When Jon and I first met he loved telling his friends that I grew my own herbs. At that point, it was just a couple pots outside my front door. He also liked to garden - one of his first gifts to me was a homemade wooden box filled with his own tomatoes. Half of which were delicious, and half of which were a strange spongy consistency, and well, not something you'd want to eat. But out of guilt I chopped them up and put them in an omelet, just to say I'd used them. The next year we both started our basil in the cool wet spring that seemed to go on forever and found it shrinking back to nothing. I brought mine inside and nursed it back to health and eventually had an abundant crop by mid summer, and Jon's shriveled back to a single brown stem about 3" high. He kept it all season long, right there along with his other plants. He also managed to grow some unappetizing looking round yellow cucumbers along with a healthy crop of grape and cherry tomatoes and some very lush cilantro, dill and fennel.

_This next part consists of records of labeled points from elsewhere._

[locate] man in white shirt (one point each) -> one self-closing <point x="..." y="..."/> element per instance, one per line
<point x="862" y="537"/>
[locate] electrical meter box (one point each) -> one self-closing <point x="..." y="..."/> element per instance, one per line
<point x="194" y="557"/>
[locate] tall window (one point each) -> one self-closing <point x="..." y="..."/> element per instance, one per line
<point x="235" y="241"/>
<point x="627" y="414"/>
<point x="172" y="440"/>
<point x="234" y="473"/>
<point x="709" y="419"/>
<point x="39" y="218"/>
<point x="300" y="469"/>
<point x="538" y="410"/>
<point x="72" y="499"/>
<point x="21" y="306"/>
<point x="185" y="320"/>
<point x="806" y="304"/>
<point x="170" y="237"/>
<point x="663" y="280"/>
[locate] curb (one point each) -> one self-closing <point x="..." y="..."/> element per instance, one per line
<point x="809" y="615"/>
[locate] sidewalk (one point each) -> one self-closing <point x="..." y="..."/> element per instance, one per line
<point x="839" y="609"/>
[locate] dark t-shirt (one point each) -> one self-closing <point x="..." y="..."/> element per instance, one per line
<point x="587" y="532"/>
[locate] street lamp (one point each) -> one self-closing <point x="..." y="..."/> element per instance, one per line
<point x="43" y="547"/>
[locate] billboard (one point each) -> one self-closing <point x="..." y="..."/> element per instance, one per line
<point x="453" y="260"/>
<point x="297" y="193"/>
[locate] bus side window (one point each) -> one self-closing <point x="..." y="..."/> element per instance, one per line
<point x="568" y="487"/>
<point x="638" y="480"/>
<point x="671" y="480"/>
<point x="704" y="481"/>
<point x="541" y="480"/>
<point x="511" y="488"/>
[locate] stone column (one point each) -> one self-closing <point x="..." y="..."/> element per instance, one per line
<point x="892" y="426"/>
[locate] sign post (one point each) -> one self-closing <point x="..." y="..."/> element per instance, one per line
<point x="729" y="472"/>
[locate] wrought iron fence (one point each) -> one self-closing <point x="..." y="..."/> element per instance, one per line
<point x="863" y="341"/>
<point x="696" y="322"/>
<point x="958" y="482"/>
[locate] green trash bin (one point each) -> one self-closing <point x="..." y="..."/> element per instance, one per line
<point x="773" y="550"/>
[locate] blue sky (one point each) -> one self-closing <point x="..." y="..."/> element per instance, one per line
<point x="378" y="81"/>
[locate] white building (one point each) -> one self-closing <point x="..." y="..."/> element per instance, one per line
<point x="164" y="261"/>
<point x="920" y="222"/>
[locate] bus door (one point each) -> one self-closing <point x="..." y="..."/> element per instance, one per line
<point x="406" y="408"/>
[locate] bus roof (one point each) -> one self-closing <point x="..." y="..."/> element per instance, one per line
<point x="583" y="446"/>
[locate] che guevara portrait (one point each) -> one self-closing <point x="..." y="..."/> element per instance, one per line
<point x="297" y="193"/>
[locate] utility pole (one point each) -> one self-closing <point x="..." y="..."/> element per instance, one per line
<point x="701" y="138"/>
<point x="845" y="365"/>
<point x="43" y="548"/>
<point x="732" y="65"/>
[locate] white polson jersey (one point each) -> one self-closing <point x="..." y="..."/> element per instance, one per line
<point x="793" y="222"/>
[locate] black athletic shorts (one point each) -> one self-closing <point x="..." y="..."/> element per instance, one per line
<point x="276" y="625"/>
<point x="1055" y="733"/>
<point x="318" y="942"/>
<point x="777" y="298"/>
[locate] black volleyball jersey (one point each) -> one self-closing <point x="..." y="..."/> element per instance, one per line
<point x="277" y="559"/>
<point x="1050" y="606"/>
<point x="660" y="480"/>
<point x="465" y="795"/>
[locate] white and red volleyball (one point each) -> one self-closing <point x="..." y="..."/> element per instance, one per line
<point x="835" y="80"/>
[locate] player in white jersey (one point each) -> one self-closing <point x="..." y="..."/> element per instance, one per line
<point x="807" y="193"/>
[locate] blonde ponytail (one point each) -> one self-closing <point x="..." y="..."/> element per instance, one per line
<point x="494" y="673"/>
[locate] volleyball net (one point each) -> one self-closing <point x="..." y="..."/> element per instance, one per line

This year, we decided to take it up a notch and grow from seed. Because a) it's a lot more impressive, and b) if your basil plant dies it only takes a few weeks to grow a new one, and at a fraction of the cost. I think the most important thing with gardening, especially on windy balconies that get limited amounts of sun, is to just have fun and hope for the best. If you set yourself up to expect a full garden all summer long that will replace trips to the grocery store or save you bundles of money, you're going to be disappointed. Gardening is unpredictable, time consuming, and sometimes expensive - 3 months of grow lights, bundles of pots, and bag after bag of potting soil and seed starting medium start to add up. But it's really fun to see something go from a tiny seed to a thriving plant and better yet, one you can cook with. And it's really great to come home at night and be able to pick something fresh from the garden for dinner.
Our herbs - started in February, repotted twice, and transitioned to the outdoors in the last 2 weeks. From left - Italian Basil, Dill, Parsley (supposedly flat leaf, but rather wavy), Thai Basil, Cilantro. We also have Rosemary, Chives, and Lemon Thyme to round out our summer collection.
Lettuces - Romain, Merlot Leaf, Mesculin Mix, 'Mervielle de Quatr Saisons' Butterhead, and below, the last of our arugula crop which started the bolt last week. Lettuces, especially those you eat as babies can be planted every few weeks in the summer. In warm sunny weather they only take a few weeks to go full circle so this will ensure a near constant supply.
And our vegetables - French green beans (just starting out), fava beans, tomatoes. We have 3 varieties of tomatoes, which one day I lost track of when moving the pots around, so it'll be a suprise when they actually start to produce fruit. One of the three varieties is rather runtish and is still small and weak whereas the others have become a couple feet tall, full, and covered in little buds. Actually, I threated to toss them and Jon has adopted them as 'his' tomatoes that he plans to bring back to health. They are a bit stronger these days. We'll have to let you know how they turn out.
Our balcony garden with a few flowers mixed in.